If $ℓ$ is the length of the loop containing $[1]$ (and $[a]$), then for any $[b]$, traversing $ℓ$ edges from $[b]$ leads back to $[b]$.
Similarly, traversing fewer than $ℓ$ edges does not lead back to $[b]$.

Thus all of the loops are the same size (call it $ℓ$), and every element is in exactly one of the loops. So the loops split up $(Z_m)^*$ into $n$ groups of $ℓ$ elements each, so $Z_m^*$ has $nℓ$ elements. In other words, $\phi(m) = nℓ$.

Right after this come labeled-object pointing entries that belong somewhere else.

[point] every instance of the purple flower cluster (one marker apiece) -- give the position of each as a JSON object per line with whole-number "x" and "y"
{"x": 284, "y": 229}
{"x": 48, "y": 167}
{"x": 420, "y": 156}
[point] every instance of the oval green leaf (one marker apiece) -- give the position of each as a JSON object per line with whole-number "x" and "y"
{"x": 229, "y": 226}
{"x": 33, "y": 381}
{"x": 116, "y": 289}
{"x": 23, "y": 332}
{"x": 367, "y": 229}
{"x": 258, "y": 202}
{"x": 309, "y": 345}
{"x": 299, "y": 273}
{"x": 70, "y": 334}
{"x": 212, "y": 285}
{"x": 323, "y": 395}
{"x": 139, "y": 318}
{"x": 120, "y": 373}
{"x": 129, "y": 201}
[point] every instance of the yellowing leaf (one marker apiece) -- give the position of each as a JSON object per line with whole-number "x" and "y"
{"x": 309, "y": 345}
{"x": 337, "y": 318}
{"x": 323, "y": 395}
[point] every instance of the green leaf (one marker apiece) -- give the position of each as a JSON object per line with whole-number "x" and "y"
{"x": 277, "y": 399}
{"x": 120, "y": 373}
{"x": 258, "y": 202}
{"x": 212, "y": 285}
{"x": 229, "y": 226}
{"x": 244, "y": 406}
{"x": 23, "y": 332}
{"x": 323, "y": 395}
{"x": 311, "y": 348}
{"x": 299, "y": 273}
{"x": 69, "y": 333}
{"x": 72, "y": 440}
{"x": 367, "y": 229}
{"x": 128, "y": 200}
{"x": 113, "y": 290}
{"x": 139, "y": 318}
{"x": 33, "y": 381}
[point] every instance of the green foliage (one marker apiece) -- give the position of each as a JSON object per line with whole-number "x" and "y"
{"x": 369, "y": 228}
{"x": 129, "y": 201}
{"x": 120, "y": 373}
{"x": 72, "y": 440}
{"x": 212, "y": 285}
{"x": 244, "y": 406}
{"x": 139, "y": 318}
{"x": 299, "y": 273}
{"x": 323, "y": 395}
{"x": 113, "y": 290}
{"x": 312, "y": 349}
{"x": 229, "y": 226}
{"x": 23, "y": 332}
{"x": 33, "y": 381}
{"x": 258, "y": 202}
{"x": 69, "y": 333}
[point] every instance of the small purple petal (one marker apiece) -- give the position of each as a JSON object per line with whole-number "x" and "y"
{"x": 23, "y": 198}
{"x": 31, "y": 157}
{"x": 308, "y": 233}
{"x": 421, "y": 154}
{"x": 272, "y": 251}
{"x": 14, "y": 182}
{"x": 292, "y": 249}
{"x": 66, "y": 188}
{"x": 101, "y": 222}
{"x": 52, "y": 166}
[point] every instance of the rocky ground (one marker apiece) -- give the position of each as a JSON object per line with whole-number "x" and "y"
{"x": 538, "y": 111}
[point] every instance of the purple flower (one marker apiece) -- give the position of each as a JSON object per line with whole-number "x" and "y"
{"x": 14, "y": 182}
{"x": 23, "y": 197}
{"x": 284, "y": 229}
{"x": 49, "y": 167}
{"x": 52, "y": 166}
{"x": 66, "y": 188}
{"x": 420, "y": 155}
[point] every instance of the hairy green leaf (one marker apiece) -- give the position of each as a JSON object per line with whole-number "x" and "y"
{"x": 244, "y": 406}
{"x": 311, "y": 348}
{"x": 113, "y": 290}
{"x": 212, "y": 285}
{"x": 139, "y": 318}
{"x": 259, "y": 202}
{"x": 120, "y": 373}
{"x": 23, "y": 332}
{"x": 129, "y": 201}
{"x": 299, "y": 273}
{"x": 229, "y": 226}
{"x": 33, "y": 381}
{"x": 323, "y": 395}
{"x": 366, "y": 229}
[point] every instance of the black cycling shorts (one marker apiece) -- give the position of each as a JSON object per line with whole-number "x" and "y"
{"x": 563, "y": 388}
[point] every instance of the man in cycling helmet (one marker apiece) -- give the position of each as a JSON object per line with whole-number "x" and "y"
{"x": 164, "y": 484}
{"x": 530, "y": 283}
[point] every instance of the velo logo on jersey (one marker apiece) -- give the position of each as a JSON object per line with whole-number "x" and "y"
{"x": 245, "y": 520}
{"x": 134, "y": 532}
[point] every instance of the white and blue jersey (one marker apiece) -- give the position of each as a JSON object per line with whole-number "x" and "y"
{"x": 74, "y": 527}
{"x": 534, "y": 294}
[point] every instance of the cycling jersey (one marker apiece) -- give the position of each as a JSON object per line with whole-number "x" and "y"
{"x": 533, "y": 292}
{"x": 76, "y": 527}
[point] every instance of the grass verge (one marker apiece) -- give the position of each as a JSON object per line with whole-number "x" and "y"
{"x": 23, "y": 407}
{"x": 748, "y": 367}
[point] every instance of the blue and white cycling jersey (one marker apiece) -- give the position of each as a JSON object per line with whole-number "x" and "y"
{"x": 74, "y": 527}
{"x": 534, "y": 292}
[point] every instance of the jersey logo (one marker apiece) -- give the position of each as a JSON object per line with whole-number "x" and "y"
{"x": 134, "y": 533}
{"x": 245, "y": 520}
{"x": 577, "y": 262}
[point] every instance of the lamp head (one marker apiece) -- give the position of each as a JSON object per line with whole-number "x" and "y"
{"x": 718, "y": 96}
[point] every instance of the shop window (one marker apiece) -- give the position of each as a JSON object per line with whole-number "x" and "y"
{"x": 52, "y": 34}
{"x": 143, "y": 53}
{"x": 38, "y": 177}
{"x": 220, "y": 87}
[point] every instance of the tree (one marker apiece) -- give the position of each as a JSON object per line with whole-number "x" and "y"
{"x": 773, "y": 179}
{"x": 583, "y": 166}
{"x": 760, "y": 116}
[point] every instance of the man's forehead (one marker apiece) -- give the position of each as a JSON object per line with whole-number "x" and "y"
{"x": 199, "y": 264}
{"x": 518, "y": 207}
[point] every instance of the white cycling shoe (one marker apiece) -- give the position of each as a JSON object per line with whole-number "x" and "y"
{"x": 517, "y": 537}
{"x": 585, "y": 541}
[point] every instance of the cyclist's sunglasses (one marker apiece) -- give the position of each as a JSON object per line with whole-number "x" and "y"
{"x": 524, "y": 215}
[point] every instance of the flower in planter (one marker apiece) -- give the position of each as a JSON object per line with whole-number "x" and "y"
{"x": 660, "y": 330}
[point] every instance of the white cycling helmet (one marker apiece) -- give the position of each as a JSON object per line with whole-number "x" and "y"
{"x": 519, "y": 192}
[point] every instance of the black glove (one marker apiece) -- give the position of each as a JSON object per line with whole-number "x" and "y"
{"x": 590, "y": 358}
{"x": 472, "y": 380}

Now, to compute $[a]^{\phi(m)}$, we start at $[1]$ and multiply by $[a]$ $\phi(m)$ times. In other words, we traverse $nℓ$ arcs. This means we go around the loop containing $[1]$ exactly $n$ times, so we end up back at $[1]$. Thus $[a]^{\phi(m)} = [1]$.

Computing $φ(m)$

To determine $φ(m)$, we rely on the following fact:

Claim: $[a]_m$ is a unit if and only if $gcd(a,m) = 1$. This is true if and only if $a$ and $m$ have no common factors.

Proof: If $gcd(a,m) = 1$, we can use Bezout's identity (proved on the homework) to write $1 = sa + tm$. Reducing this equation mod $m$, we have \[[1] = [sa + tm] = [s][a] + [t][m] = [s][a] + [t][0] = [s][a]\] This shows that $[a]$ has an inverse, namely $[s]$.

The other direction is left as a review exercise.

We can use this to compute $φ(m)$ easily in some special cases. For example, if $p$ is prime, then no number between $1$ and $p$ has a factor in common with $p$. That means all elements of $\mathbb{Z}_p$ are units, except $[0]$. Therefore, $\mathbb{Z}_p$ has $(p-1)$ units, so $φ(p) = p-1$.